In an interview published in the Financial Times in July 2016, Adichie revealed that she had a baby daughter. Chimamanda Ngozi Adichie’s original and initial inspiration came from Chinua Achebe, after reading late Prof. Chinua Achebe’s “Things Fall Apart”, at the age of 10. Adichie was inspired by seeing her own life represented in the writing. Adichie published a collection of poems in 1997 (Decisions) and a play (For Love of Biafra) in 1998. In 2002 she was shortlisted for the Caine Prize for her short story “You in America”, while “That Harmattan Morning” became a joint winner of the 2002 BBC World Service Short Story Awards. The following year Chimamanda Adichie won the O. Henry Award for “The American Embassy” as well as the David T. Wong International Short Story Prize.
Adichie is also known for championing the course of women. She wants women to be treated equally with men and not less. In an interview in 2014, Adichie said on feminism and writing “I think of myself as a storyteller but I would not mind at all if someone were to think of me as a feminist writer… I’m very feminist in the way i look at the world, and that world view must somehow be part of my work. “
Chimamanda Ngozi Adichie’s works has been translated into thirty languages and has appeared in various publications, including The New Yorker, Granta, The 0. Henry Prize Stories, the Financial Times, and Zoetrope. She is married to Dr. Ivara Esege, a mixed-race medical doctor working in Baltimore, Maryland, in the US. Dr. Ivara obtained his medical degree from university of Nigeria. He has been in the prestigious field for over 20 years and he is one of the over 100 doctors at the university of Maryland medical centre who specializes in family medicine. Chimamanda Adichie and Dr. Ivara are blessed with a lovely daughter.
Adichie is married but prefers to be addressed as “miss”. This may be attributed to the fact that she never dropped her maiden name, neither did she adopt her husband’s name.
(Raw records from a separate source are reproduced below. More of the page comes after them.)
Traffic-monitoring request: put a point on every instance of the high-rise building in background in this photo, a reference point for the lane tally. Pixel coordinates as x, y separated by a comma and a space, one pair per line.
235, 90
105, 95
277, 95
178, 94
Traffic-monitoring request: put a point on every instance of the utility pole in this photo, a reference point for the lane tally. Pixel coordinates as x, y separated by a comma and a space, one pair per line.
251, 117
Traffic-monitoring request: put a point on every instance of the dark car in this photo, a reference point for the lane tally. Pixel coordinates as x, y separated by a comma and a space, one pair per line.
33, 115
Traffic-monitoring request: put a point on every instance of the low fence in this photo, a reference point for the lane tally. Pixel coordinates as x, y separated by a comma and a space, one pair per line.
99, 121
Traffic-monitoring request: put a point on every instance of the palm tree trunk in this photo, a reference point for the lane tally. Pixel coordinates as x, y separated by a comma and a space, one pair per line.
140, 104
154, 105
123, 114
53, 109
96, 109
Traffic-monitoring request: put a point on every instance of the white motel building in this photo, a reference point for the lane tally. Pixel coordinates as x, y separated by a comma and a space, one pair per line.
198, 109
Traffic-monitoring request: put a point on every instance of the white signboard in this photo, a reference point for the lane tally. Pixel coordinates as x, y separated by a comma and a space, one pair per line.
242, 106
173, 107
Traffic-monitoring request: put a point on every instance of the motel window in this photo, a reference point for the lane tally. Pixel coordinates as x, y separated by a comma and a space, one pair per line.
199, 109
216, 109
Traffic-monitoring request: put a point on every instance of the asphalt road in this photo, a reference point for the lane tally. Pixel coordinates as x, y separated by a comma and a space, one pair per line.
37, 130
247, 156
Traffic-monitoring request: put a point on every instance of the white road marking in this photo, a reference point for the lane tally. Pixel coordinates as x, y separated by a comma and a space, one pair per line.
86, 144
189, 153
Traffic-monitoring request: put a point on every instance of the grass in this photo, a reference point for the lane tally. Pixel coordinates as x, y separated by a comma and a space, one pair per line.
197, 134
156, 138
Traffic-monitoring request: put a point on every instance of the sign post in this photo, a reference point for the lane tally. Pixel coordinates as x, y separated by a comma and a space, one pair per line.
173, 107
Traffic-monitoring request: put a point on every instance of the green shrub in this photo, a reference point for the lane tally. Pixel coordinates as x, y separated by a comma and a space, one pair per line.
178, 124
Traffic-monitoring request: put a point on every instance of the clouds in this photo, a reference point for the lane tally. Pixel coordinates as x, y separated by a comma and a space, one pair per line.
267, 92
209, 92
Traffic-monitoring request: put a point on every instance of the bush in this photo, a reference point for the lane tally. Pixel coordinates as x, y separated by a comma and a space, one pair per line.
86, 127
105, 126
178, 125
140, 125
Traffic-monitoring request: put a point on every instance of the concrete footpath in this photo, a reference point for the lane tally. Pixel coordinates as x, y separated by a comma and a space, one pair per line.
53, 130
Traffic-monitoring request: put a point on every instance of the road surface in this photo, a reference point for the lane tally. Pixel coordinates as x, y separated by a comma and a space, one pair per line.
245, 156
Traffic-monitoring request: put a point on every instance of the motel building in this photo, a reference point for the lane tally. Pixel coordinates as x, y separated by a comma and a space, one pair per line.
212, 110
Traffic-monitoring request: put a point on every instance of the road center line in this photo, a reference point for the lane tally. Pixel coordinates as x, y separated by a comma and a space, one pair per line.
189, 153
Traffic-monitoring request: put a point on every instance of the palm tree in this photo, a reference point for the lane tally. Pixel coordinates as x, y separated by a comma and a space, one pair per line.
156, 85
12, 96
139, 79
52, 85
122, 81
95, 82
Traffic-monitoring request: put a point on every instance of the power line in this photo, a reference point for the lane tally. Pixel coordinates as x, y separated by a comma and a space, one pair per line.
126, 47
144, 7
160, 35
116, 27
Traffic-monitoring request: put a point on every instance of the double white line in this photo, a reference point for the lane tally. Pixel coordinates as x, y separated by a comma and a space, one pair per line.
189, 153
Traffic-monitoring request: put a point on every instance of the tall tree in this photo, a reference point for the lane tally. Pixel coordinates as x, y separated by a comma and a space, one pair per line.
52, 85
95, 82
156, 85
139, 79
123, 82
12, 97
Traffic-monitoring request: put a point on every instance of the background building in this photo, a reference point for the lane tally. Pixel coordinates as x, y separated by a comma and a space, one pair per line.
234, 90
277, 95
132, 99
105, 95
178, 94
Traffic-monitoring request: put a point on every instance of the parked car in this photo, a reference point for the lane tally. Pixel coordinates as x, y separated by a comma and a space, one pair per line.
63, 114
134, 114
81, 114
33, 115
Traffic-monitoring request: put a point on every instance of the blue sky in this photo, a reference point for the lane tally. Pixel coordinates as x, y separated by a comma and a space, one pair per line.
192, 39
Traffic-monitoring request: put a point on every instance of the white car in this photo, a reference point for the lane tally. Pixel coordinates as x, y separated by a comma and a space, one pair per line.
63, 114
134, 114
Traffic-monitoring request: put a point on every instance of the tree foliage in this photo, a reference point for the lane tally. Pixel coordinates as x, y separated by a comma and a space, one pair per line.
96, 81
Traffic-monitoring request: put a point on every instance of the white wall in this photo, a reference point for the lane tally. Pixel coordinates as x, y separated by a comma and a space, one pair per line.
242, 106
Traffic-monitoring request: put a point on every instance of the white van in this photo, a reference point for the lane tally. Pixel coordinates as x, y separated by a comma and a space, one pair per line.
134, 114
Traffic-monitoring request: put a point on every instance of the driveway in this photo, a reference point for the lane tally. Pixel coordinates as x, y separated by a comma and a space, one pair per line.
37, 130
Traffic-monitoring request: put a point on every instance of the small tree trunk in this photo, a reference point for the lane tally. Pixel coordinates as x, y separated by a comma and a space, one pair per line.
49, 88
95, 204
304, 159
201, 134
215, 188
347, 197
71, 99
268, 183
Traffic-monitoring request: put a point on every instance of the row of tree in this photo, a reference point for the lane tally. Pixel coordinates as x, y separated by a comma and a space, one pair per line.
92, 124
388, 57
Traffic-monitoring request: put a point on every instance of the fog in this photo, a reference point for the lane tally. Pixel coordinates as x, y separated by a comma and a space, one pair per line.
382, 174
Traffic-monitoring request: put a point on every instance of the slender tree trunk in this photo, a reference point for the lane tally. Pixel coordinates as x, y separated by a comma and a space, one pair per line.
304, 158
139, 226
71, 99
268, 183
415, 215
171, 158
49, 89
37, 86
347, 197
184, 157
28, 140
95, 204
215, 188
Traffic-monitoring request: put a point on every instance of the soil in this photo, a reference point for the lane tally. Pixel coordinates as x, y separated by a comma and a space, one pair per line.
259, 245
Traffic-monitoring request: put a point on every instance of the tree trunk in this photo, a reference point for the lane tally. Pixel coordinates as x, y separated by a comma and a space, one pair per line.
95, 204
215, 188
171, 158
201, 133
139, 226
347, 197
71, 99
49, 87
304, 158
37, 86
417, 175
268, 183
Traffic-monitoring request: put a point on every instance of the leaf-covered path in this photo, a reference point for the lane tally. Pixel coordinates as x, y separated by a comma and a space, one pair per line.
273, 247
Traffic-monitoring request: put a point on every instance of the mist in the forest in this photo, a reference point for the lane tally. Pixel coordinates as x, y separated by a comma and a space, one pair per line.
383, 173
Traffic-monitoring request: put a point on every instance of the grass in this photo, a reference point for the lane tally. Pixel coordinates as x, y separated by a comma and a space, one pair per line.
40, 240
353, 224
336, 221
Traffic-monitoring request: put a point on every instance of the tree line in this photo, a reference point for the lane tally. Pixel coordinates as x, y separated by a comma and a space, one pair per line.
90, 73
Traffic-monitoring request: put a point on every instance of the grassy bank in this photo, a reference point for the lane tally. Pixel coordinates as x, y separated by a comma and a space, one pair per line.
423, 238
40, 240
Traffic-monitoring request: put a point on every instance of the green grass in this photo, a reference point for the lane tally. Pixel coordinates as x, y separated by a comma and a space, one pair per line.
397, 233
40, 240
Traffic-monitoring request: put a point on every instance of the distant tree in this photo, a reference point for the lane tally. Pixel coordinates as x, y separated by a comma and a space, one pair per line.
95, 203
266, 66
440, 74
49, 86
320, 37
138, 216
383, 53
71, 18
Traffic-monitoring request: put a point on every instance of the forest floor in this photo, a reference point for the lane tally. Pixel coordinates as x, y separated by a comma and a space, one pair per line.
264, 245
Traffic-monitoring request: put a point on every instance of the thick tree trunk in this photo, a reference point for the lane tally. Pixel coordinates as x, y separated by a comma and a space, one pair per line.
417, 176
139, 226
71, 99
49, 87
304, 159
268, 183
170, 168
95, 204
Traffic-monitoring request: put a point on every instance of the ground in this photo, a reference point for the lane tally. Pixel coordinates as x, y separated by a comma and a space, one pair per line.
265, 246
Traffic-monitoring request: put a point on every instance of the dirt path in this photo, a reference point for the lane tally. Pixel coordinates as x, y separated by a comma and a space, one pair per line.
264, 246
She insist everyone should be a feminist. She lives in Lagos, Nigeria and the United States. She loves the culture and spirit of Lagos city, the resilience and initiative of it’s people. Whenever she visits Nigeria, she usually organizes writing workshops in order to give back to Nigeria. Her feminist talk and commonwealth lecture on ‘Connecting Culture’ gave rise to American singer, songwriter, dancer, and actress, Beyonce’s song titled ‘flawless’ and the publication of a book. A critical analysis of her works shows that the greatest power and skill she utilizes are her ability to create character. She struggles profoundly to understand their place in the world.